Thanks for providing a full picture of the situation. First of all, I'm sorry that you're going through this. (((((Big Hugs)))))

My initial reaction is that this relationship is not healthy, and you're doing yourself a big disservice by staying with him.

Your post included a lot of information, so I'll try to comment on things individually:

1. The Gaming -- Your husband should be past the point where gaming is the center of his life. True, you knew about his habits before you got married, and can't expect him to give it up entirely. However, he should have recognized the fact that he would have to compromise a little on this issue. When you take on the responsibility of getting married and having a family, the welfare of your marriage and family, should come first (not a game). I'm sorry that your husband did not feel the need to be a responsible adult.

2. The Job(s) -- Again, you deserve a husband who's ready and willing to take care of his family. It sounds like he has been content with the status quo (i.e., YOU supporting HIM). Unfortunately, you have only aided him in this mess. You have given into him, even when you had to put something else on the back-burner. The fact that your husband can't hold down a job, doesn't bode well for him. He's a grown-up, and needs to act like one.

3. Lack of Sex -- Many couples experience this problem. Sometimes, the issue stems from a lack of communication, and sometimes, the issue has more to do with a lack of respect and/or desire for one's partner. Generally, couples should discuss their expectations and desires with their partner. In your case, I'm not sure how much good that would do you. Your husband has already told you that he doesn't think you're attractive, and isn't in love with you anymore. I know those are really harsh words, but at this point, I think you have bigger problems than a lack of sex.

Btw, the right guy for you, is going to be attracted to you, and want to be with you. So, something to look forward to.

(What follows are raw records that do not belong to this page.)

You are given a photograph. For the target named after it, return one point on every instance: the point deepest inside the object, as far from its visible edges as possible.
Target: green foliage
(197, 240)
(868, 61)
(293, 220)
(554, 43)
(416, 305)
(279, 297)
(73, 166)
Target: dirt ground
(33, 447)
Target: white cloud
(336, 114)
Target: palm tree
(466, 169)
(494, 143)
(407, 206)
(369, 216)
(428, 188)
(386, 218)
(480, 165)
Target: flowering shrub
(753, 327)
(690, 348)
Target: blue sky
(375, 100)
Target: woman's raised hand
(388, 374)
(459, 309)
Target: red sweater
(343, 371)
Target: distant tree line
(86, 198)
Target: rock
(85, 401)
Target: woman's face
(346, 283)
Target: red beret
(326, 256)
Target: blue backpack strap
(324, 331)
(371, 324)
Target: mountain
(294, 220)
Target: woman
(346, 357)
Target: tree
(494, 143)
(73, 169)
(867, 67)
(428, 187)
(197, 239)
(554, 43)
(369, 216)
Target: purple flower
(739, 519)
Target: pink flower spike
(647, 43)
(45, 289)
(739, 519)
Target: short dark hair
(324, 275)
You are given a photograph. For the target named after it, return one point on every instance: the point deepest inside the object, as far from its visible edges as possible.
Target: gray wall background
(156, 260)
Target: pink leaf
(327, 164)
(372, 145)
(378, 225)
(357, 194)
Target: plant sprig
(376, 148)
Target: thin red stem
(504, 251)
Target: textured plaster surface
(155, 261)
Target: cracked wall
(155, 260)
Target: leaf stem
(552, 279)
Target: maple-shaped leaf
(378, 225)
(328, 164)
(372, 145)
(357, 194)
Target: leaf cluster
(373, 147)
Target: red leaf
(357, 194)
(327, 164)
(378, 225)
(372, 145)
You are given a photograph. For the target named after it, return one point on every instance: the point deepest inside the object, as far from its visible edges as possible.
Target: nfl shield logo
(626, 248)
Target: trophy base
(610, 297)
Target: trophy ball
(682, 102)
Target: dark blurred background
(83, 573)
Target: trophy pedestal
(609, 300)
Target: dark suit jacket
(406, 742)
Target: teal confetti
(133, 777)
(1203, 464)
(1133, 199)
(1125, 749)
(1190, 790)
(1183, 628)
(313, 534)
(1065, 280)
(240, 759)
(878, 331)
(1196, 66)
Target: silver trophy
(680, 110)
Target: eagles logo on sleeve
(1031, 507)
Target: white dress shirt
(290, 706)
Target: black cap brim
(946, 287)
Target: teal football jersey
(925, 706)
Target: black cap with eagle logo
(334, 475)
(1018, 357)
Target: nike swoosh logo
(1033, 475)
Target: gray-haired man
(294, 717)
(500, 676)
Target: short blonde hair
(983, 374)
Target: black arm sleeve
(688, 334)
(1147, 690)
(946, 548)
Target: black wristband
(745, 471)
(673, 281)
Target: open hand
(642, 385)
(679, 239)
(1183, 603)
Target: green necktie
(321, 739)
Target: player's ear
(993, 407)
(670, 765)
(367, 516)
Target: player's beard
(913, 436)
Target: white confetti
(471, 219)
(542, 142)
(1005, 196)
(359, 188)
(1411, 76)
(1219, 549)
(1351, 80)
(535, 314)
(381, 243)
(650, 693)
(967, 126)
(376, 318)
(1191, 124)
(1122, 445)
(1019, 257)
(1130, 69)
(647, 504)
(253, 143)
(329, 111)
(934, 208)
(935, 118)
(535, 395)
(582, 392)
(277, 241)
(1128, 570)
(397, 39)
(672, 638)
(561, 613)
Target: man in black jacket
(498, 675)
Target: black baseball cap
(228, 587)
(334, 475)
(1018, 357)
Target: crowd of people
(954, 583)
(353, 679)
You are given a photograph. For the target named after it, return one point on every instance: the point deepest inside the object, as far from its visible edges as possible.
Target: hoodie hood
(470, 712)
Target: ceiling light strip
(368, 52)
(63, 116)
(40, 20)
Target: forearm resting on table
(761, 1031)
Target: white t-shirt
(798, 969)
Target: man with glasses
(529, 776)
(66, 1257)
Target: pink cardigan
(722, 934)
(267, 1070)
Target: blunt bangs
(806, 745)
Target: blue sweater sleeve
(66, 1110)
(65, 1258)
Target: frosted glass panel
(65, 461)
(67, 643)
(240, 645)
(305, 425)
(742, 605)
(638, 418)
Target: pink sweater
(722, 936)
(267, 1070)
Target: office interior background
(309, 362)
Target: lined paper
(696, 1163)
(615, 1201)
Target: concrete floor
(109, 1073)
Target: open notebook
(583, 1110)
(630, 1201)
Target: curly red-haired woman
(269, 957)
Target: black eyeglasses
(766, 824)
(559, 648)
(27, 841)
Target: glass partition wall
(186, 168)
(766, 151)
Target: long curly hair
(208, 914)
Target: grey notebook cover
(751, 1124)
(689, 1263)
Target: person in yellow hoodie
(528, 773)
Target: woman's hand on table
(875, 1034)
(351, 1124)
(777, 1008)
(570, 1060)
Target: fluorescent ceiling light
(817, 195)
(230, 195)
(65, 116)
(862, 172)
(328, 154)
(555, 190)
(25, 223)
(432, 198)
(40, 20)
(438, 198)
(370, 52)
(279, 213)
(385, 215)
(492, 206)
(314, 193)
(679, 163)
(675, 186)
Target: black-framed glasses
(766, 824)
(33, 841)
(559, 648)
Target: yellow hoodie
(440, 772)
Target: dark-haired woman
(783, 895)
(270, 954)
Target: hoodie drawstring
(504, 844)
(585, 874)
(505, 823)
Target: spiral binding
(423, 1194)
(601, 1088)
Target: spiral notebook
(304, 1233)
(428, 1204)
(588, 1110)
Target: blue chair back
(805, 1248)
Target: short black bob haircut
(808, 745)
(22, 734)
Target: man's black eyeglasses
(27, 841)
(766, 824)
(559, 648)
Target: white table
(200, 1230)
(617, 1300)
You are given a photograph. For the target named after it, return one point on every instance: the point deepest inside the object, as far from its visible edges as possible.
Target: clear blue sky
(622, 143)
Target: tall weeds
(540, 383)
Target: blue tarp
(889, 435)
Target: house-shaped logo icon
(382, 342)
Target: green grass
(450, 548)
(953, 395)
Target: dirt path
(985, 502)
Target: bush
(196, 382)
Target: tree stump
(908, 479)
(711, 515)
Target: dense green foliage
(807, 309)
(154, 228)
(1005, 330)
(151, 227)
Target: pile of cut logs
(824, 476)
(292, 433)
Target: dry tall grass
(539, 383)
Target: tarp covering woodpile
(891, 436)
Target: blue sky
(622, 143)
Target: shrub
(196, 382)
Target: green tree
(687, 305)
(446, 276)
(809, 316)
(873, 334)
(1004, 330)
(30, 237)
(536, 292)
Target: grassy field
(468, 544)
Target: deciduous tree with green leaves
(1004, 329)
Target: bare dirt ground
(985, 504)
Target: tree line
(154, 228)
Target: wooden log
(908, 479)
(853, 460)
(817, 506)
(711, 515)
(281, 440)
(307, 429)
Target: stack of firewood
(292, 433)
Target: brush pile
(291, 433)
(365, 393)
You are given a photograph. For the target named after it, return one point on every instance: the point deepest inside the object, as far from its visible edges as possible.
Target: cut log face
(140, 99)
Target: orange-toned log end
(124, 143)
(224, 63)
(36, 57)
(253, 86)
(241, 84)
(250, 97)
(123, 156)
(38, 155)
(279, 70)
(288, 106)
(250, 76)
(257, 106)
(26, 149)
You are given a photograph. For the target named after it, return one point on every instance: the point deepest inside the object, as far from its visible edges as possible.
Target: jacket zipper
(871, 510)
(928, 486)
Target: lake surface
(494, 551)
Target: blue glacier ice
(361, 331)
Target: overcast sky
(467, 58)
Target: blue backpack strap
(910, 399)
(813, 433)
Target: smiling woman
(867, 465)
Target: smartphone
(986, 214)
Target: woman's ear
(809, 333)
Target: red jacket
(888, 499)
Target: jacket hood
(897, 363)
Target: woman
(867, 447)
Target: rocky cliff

4. The Photography Situation -- I, too, think it was rude for the photographer to tell you that you aren't welcome at the studio anymore, and that there's some kind of negative spirit around you. I think you have every right to be upset about this.

Also, I'm not sure what else is going on here, but the n.ude pics, combined with your husband's weird behavior (going out jogging late at night, sleeping on the photographer's couch, etc...), is suspicious.

5. Your Children -- Perhaps the most alarming part of your story here, is that your husband took on the responsibility of raising three children, yet he's not fulfilling his obligations. Your children deserve a father, who's responsible enough to hold onto a job, and who enjoys spending time with his kids.

So, I think it's time for you to take a step back, and really think about the facts here. The way I see it... you deserve much better!

In the end, I think you'll make the right decision, and do what's best for you and your children. One more thing, you mentioned not being able to afford two households, should you divorce. Well, it's not your responsibility to take care of this man. He's a big boy! He CAN support himself.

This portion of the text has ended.